4.     Anyone attempting to update a genome (which includes annotating features, deleting features, and adding features) will be allowed to make the update iff and only if

a.     the genome is public, or

b.     the user is a superuser, or

c.     the user either owns the genome or has been granted write privileges to the genome.

 

Setting Up an Annotation Group

If a group wishes to use the SEED Environment as a resource for supporting annotation and analysis of their genome, they would begin by registering each member of the group, and then establishing a group containing those members.
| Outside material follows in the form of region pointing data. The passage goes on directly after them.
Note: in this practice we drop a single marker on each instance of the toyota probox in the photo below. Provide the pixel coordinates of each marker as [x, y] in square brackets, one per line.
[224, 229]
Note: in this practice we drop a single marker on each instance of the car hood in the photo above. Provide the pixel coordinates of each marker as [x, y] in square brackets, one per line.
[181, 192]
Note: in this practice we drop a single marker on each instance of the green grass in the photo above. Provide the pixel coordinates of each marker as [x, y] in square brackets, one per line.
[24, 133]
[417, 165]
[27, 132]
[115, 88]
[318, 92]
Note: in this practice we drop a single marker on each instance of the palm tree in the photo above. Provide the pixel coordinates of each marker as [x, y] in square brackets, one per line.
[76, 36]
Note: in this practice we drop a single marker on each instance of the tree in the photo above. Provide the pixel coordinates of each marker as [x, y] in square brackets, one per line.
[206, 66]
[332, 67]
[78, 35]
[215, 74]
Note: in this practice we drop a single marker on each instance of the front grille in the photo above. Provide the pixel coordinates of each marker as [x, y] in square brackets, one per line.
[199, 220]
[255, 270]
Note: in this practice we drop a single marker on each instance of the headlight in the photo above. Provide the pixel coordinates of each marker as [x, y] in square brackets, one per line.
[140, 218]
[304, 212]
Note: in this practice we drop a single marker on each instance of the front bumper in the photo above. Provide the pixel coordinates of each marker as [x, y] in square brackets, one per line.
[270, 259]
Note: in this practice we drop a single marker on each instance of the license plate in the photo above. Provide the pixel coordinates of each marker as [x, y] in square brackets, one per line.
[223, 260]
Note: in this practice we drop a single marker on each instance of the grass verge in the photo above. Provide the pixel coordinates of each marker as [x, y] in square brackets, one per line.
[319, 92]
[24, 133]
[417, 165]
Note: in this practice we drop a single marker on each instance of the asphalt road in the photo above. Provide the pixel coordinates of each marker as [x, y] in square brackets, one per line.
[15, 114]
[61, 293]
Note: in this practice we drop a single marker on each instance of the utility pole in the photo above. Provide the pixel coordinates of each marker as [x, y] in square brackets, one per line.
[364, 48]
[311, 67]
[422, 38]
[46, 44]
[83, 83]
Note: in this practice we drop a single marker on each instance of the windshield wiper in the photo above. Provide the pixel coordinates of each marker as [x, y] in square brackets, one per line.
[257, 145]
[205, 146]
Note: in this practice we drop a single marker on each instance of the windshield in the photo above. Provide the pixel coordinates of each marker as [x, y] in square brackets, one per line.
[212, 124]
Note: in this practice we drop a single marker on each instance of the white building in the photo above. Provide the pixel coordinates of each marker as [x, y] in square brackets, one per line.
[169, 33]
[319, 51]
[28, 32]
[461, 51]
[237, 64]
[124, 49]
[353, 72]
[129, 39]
They would select the genomes they wish to annotate (probably by importing a newly-annotated genome from RAST into the PubSEED).  They would decide whether access and update privileges should be restricted to the group or not.

 

Then, they would use the framework we currently use to support our annotators to examine and edit annotations, construct metabolic models, or whatever.  The set of genomes that would be simultaneously be edited could all be public or all be private.  If private, they would be imported from RAST or as copies of existing genomes.

 

Access of Data Via the Servers

Most users of the SEED will use a web browser.  However, a growing body of users will also start using our SEED Servers, which support a well-defined API to access and update data from a SEED.  We will run servers for the PubSEED.  See

 

http://servers.nmpdr.org/servers

 

 for a discussion of the servers, the APIs used to access them, and the command-line services supported via the servers.  We believe that research groups may wish to use or help extend this growing confederation of servers.

 

Maintenance of Subsystems

The PubSEED, and UC-SEED both support development of subsystems.  From any of these platforms, subsystems can be exported to the Clearinghouse, and they can be imported into any other SEED (if you have the appropriate privileges).  We anticipate that students in classes would use the UC-SEED to avoid destroying the work of others.  Users wishing to make a more permanent contribution would use the PubSEED.

 

We will try to install a few basic rules to prevent bloodshed in instances in which incompatible annotations must be reconciled.  They would be something like

 

1.     You may overwrite any annotation that is not in a subsystem or is a duplicate in a subsystem (i.e., a case in which two genes currently have the same assigned functional role).

 

2.     Before overwriting a function in which a gene plays a unique role in someone else's subsystem, email them and ask for permission.  If they do not respond with a few days, proceed.

 

As the number of genomes grows rapidly, we believe that fewer and fewer annotators will actually construct and maintain comprehensive subsystems.  Rather, there will be a growing number of subsystems that contain only a subset of the actual genomes that have the machinery.  To handle this situation, we will periodically produce estimates, for each genome, of the subsystems that should contain the genome.  These will not impact any of the subsystems, but will allow users to have a reasonable estimate of the molecular machinery that can be identified.  This mimics what is now done in RAST, where a new genome contains estimates of which genes go into which subsystems, but these estimates do not actually impact the subsystems themselves.

 

The real point is that subsystems will no longer be thought of as comprehensive.  Up to this point the goal was to provide the tools needed to support manual curation of subsystems that were to contain as many genomes as possible from the existing collection.   The goal will shift.  We will think of subsystems as containing a diverse collection of instances needed to support accurate projection over the entire collection. The PubSEED will be used to house as complete a collection as possible, to support experimentation, and will inevitably lead to conflicts (that, hopefully, enrich the overall collection and get resolved peaceably).